It should be noted (again) I am not taking a jab at Methodists. I am and will always be a big fan of John Wesley, and the work he did. So, please don't interpret my comment in a way other than the symbolic sense in which I hoped it to be meant. I could have just very well used the German Pietists, or Jewish Essenes. I picked the Methodists, because well, most people on here know a bit about their history.
Thanks for your concern. I'm simply saying that God has not called us to be Methodists. That is, He's not called us to the strict border-line ascetic lifestyle that early Methodists had adopted, for which Wesley wished he had made stricter. I'm not intending this as a slur against Methodism in anyway. I'm just saying, God has not called us to be Methodists :-) I picked "Methodists" perhaps a little bit for shock value. If I said Pharisees, Essenes, whomever, it doesn't quite hit home or speak as loudly. It can be glossed over. Methodist... that'll make you think, as Methodism is something that has existed in our own back yards. It's contextualized in that sense.
KingJimmy, I love the works and testimony of John Wesley and early Methodism, but I understand where you are coming from and do not believe you did anything wrong in your statement.

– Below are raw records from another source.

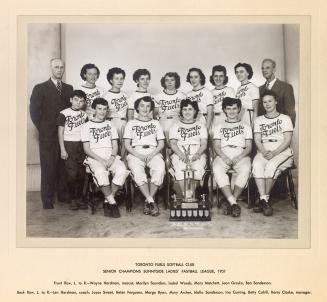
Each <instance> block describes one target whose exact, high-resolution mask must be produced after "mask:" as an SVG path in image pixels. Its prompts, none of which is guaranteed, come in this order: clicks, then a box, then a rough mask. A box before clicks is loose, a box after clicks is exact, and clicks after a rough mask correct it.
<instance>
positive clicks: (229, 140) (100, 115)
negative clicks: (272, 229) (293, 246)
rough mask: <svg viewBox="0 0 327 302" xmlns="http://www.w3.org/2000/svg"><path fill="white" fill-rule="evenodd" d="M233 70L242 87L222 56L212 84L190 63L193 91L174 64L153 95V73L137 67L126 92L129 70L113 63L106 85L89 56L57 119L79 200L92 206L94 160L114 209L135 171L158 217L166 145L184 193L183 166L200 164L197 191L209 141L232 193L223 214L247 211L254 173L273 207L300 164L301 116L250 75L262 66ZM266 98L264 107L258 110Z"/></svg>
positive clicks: (249, 65) (81, 204)
mask: <svg viewBox="0 0 327 302" xmlns="http://www.w3.org/2000/svg"><path fill="white" fill-rule="evenodd" d="M269 60H270V59H267V61H269ZM234 71H235V75H236V77H237V79H238V80H239V82H240V86H239V87H238V88H237V90H236V92H235V91H234V89H233V88H231V87H229V86H228V76H227V73H226V68H225V67H224V66H222V65H218V66H214V67H213V68H212V74H211V75H210V82H211V84H212V85H214V86H215V88H214V89H212V90H209V89H207V88H206V87H205V86H204V85H205V83H206V77H205V75H204V74H203V72H202V71H201V70H200V69H198V68H191V69H190V70H189V72H188V74H187V78H186V81H187V82H188V83H190V84H191V86H192V90H191V91H189V92H188V93H187V94H184V93H183V92H181V91H179V90H178V88H179V87H180V84H181V79H180V77H179V75H178V74H177V73H176V72H168V73H166V74H165V75H164V76H163V77H162V79H161V86H162V87H163V90H162V91H161V92H160V93H159V94H157V95H150V93H149V92H148V86H149V84H150V80H151V75H150V72H149V71H148V70H147V69H138V70H136V71H135V72H134V74H133V80H134V82H135V83H136V86H137V87H136V90H135V92H134V93H133V94H132V95H130V96H127V95H126V93H124V92H123V91H122V87H123V84H124V80H125V76H126V74H125V71H124V70H122V69H121V68H116V67H115V68H111V69H109V71H108V73H107V80H108V83H109V84H110V86H111V87H110V89H109V90H107V91H104V90H103V89H102V88H100V87H98V86H97V85H96V81H97V79H98V77H99V74H100V71H99V69H98V67H97V66H95V65H94V64H86V65H84V66H83V68H82V70H81V73H80V75H81V78H82V79H83V80H84V81H85V83H83V85H82V86H81V87H80V88H79V89H78V90H74V91H73V92H72V94H71V97H70V102H71V108H67V109H65V110H63V111H61V112H60V114H59V117H58V120H57V125H58V137H59V144H60V150H61V158H62V159H64V160H65V167H66V170H67V172H68V173H67V175H68V176H69V177H68V184H69V189H70V199H71V209H73V210H77V209H79V208H87V204H85V203H83V202H82V201H81V194H82V191H83V190H82V188H83V180H84V176H85V167H84V166H83V165H85V166H86V167H87V169H88V170H89V172H90V173H92V175H93V178H94V181H95V183H96V185H97V186H98V187H99V188H100V190H101V191H102V193H103V194H104V196H105V202H104V215H105V216H109V217H114V218H117V217H120V213H119V208H118V206H117V204H116V201H115V193H116V192H117V190H119V189H120V188H121V187H122V185H123V184H124V183H125V181H126V178H127V177H128V175H129V174H131V175H132V178H133V180H134V182H135V184H136V185H137V187H138V188H139V189H140V191H141V192H142V194H143V196H144V199H145V202H144V208H143V212H144V214H145V215H152V216H157V215H159V208H158V205H157V203H156V201H155V200H154V196H155V193H156V192H157V190H158V188H159V187H160V186H161V185H162V184H163V180H164V176H165V162H164V160H163V156H162V154H163V150H164V148H169V152H168V154H170V157H171V163H172V168H173V169H172V171H173V172H172V174H174V175H173V176H174V177H175V179H176V183H177V184H178V185H177V186H175V187H176V188H175V190H176V194H177V195H180V196H182V195H184V194H186V192H183V190H184V185H183V182H184V172H183V170H184V169H185V168H186V162H189V161H191V166H192V168H193V169H194V170H195V173H194V178H195V179H194V181H195V182H196V187H198V189H197V192H198V191H201V181H202V180H203V177H204V173H205V168H206V164H207V154H208V149H209V148H212V150H213V153H214V155H215V159H214V162H213V164H212V166H213V175H214V179H215V181H216V183H217V185H218V187H219V189H220V190H221V191H222V192H223V194H224V200H223V202H222V208H223V213H224V214H225V215H231V216H233V217H238V216H239V215H240V213H241V207H240V206H239V205H238V203H237V200H238V198H239V197H240V195H241V193H242V191H243V189H244V188H245V187H246V185H247V183H248V179H249V177H250V175H251V173H252V174H253V177H254V178H255V182H256V185H257V188H258V191H259V195H260V201H259V203H257V205H256V206H255V208H254V211H255V212H263V214H264V215H266V216H270V215H272V213H273V209H272V207H271V205H270V202H269V195H270V191H271V189H272V187H273V185H274V182H275V180H276V178H277V177H278V176H279V175H280V173H281V172H282V171H283V170H285V169H286V168H288V167H291V166H292V164H293V153H292V150H291V149H290V144H291V139H292V134H293V125H292V121H291V119H290V117H289V116H288V115H285V114H282V113H279V112H278V111H277V109H276V106H277V102H278V97H277V95H276V94H275V93H274V92H273V91H271V90H268V89H267V90H266V91H265V92H264V93H263V94H262V95H261V96H260V95H259V88H258V87H257V86H255V85H254V84H253V83H251V82H250V79H251V78H252V75H253V71H252V67H251V66H250V65H249V64H246V63H238V64H237V65H235V67H234ZM260 102H261V105H262V106H263V108H264V111H265V114H264V115H260V116H258V106H259V104H260ZM253 140H254V142H253ZM186 151H187V152H186ZM255 153H256V154H255ZM125 163H126V164H127V165H125ZM146 167H148V169H149V171H150V177H151V181H150V182H148V179H147V178H148V177H147V175H146V171H145V169H146ZM231 170H233V181H232V185H231V183H230V178H229V176H228V172H230V171H231ZM109 172H111V173H112V176H113V178H112V182H111V185H110V183H109V177H108V176H109Z"/></svg>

I think we need to be careful not to idolize any particular denomination. It should sadden us that denominations/divisions ever came into fruition in the first place. The Methodists, Presbyterians, Baptists, Pentecosals, etc. should have never named themselves as such, but simply as the Church of Jesus Christ. Someone says, "what about the need for seperating one's group from cults who call themselves "the Church of Jesus Christ, like the Mormons"? What did the early Church do? They too had many false teachers among them who claimed to be part of the Church. But they still simply called their particular group "the Church in such city, at such's home". They were all connected.